Since the predictor variables (the Xs) affect the shape of Y’s distribution, it’s possible for the residuals to be normally distributed even when Y isn’t.
But this can only happen if Y is continuous, unbounded, and measued on an interval or ratio scale.
If any of these fail, it’s nearly impossible to get normally distributed residuals, even with remedial transformations.
Types of variables that will generally fail these criteria include:
- Categorical Variables, both nominal and ordinal.
- Count Variables, which are often distributed as Poisson or Negative Binomial.
So if you find your outcome variable isn’t continuous, run a more appropriate initial model.
Run descriptive statistics first.
Likewise, in Step 6, you ran univariate and bivariate descriptive statistics—and even better, graphs—on all variables you planned to use in your model.
The univariate graphs will illuminate any distributional hiccups on even continuous data. Skew may not be a problem, especially if it’s not extreme. But other distributional issues can be.

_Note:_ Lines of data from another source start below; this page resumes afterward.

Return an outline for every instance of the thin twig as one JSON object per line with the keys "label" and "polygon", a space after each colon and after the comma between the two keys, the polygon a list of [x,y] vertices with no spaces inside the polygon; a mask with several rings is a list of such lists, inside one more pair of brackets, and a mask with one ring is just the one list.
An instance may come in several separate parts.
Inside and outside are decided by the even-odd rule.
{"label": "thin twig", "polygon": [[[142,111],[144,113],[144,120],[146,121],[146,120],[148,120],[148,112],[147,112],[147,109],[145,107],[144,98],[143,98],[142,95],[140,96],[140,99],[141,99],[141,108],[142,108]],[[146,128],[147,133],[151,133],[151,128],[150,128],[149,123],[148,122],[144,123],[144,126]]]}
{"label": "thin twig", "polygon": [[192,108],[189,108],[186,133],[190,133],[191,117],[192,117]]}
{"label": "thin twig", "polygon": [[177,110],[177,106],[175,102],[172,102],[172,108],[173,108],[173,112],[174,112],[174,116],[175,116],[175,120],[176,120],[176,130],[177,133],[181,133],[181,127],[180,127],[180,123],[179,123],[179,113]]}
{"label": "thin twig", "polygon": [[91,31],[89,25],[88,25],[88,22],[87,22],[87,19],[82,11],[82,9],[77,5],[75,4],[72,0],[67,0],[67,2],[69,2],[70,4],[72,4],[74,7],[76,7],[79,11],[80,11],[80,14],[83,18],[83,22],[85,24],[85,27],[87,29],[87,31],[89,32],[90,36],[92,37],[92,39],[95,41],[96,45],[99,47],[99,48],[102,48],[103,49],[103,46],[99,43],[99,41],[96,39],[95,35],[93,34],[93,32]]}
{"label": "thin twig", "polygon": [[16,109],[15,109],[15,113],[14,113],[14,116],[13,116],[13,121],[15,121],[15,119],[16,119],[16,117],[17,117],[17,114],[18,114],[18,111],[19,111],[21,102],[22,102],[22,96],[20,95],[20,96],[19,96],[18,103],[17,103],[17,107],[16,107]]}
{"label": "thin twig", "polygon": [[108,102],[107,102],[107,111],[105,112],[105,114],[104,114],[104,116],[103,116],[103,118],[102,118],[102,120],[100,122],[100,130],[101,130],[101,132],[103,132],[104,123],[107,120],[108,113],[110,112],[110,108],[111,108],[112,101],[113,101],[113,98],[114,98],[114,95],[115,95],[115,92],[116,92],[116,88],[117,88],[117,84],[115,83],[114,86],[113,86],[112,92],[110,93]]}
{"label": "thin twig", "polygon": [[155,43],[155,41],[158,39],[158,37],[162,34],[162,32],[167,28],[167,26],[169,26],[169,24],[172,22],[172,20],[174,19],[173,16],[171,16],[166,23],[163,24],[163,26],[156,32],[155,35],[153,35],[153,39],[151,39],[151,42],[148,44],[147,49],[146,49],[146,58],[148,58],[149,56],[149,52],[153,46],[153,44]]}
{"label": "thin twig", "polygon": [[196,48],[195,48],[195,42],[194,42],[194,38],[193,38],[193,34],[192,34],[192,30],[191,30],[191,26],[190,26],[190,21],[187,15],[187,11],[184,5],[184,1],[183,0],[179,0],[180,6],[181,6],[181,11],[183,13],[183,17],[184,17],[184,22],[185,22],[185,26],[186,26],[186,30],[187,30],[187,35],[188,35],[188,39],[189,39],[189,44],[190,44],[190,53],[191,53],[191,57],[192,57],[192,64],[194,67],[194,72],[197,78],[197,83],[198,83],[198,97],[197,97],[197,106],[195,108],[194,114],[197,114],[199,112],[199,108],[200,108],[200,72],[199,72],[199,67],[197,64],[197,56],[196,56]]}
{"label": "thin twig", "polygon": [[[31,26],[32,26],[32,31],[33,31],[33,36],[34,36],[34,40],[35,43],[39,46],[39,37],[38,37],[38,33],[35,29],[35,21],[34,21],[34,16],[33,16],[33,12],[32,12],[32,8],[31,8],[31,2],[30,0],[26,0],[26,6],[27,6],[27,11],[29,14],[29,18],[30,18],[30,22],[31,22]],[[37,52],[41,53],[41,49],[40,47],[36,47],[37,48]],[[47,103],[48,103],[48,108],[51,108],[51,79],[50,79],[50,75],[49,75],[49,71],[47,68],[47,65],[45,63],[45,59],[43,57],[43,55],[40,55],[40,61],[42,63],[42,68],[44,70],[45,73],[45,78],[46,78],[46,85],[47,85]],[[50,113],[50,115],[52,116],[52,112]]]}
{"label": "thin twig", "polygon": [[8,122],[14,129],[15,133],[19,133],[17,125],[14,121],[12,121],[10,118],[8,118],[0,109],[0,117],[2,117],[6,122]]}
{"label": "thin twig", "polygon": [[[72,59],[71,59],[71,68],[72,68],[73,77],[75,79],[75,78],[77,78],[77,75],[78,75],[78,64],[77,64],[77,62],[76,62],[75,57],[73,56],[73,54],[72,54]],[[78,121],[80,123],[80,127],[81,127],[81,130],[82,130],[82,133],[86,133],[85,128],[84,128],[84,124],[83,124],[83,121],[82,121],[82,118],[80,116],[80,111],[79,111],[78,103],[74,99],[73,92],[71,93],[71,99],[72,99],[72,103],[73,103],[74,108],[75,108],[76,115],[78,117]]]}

Here you’re looking for issues like:
- Zero Inflated data, which have a huge spike in the distribution at 0. They are common in count variables, but can occur with any distribution.
- Censored or truncated data, which have full information only for some values. The distribution gets cut off for some values, at one or both ends.
- Proportions, bounded at 0 and 1, become problematic if much of the data are close to the bounds.
The bivariate graphs will help you see any non-linearity in relationships and give you inklings of non-constant variance. This will allow you to incorporate these issues into the initial model run in Step 9, before you even get to checking assumptions.
When you finally do check the assumptions, you may still have some surprises. But they will be the kind you can remedy, not the kind that forces you to start over.